Project Dana

Automated type inference for JSON decoder

Hello,

I'm using the JSONEncoder to write and read data instances from JSON. I'm wondering if it's possible to create a version of the jsonToData() function where the type information is automatically constructed from the JSON data itself.

At the moment the type info must be passed in as a parameter but I have some situations where it could be useful to infer the type from the JSON. Is this sensible as a thing to attempt? And if so could you give a pointer or two on how to start?

Thanks.

by Noah

Hi Noah,

I think you can code it the way you want it. But I'm not sure if this is desirable. You'll end up with some problems in the end that I'm not sure if it's worth it. Consider the following JSON strings:

Json1: {name: "Roberto", age: 32}
Json2: {name: "Roberto", age: 32.5}
Json3: {name: "Roberto"}
Json4: {age: 32, name: "Roberto"}

Because JavaScript is dynamically typed, it allows JSONs to be flexibly structured. Dana, on the other hand, is statically typed, meaning that if "age" is defined as int you won't be able to assign a 32.5 value to it (not without casting -- even if the casting is implicit).
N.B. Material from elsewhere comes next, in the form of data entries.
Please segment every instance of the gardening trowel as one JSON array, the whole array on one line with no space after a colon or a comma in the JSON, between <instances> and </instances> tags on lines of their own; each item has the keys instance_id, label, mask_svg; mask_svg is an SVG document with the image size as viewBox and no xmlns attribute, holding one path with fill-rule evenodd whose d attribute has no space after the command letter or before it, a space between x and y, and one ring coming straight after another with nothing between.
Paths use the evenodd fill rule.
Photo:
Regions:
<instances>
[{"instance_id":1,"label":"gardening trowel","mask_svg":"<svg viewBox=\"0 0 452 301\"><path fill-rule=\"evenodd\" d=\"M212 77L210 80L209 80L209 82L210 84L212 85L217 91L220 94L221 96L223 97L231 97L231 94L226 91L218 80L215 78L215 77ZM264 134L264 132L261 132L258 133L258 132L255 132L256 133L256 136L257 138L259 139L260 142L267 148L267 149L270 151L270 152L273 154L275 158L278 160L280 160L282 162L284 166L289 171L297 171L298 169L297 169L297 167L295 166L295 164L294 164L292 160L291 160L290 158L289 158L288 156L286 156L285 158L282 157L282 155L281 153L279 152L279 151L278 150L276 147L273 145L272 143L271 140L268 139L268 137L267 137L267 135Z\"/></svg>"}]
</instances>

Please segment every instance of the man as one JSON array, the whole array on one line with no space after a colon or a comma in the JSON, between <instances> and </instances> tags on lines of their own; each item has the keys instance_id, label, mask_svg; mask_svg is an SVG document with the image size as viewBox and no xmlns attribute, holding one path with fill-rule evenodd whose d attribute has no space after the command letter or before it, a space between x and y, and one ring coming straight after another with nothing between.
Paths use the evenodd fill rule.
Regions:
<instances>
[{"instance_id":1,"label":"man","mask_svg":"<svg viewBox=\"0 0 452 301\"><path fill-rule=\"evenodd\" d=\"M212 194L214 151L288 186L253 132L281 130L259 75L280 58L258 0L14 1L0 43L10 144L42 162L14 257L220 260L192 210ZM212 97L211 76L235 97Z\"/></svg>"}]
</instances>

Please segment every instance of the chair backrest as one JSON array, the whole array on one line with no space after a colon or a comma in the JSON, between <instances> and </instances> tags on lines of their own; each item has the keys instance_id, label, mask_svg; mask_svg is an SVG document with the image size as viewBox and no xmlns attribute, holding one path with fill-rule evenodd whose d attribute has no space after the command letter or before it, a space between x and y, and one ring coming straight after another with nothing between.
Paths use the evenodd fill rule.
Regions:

So, the way we coded JSONEncoder, we made sure that it can convert all 4 JSON string examples into the same Dana data type. That's important because it ensures that whoever is using JSONEncoder knows the type "jsonToData()" is converting the JSON string into, and that makes JSONEncoder safe to use for whatever JSON string you pass as a parameter.

If you implement jsonToData() the way you want it, for each of the 4 JSON string examples you'll end up with a completely different Dana data type. For all the possibilities you have to format your JSON string, you'll end up with a different Dana data type. This makes "jsonToData()" somewhat unpredictable and difficult to use -- unless you craft your JSON strings very carefully (considering type orders, type names, and not omitting values even if they are null). That means you won't be able to receive JSON strings created from a different system with confidence it'll work all the time. Not sure if this is worth it.

But if you still wanna try, have a look at the "reflection" section on the Dana guide: https://www.projectdana.com/dana/guide/reflection

Roberto

by (anonymous)

Hi,

Thanks for the awesome detailed explanation. I hadn't thought much about field ordering for sure, I see how that could yield different and incompatible types without a schema to work to. I also didn't realize the JSONEncoder figured out field ordering automatically like this even for differently ordered fields for different records. I understand now it doesn't really make much sense to try to interpret general JSON data without a schema to work with. My other scenario was saving data to files from transfer state, and reading it back in from the file.

I suppose if I know the data is only ever written by JSONEncoder in the first place I can make some assumption about coherence of the data and not bother saving out the schema separately. Based on your thoughts here I think the tidiest design would be to try writing some kind of Type inferType(char json[]) utility function to "guess" the schema from the JSON, with maybe some exception thrown if no sensible inference was possible, then feed that Type into jsonToData().

I'll think about this some more. Thanks again for the answer.

by Noah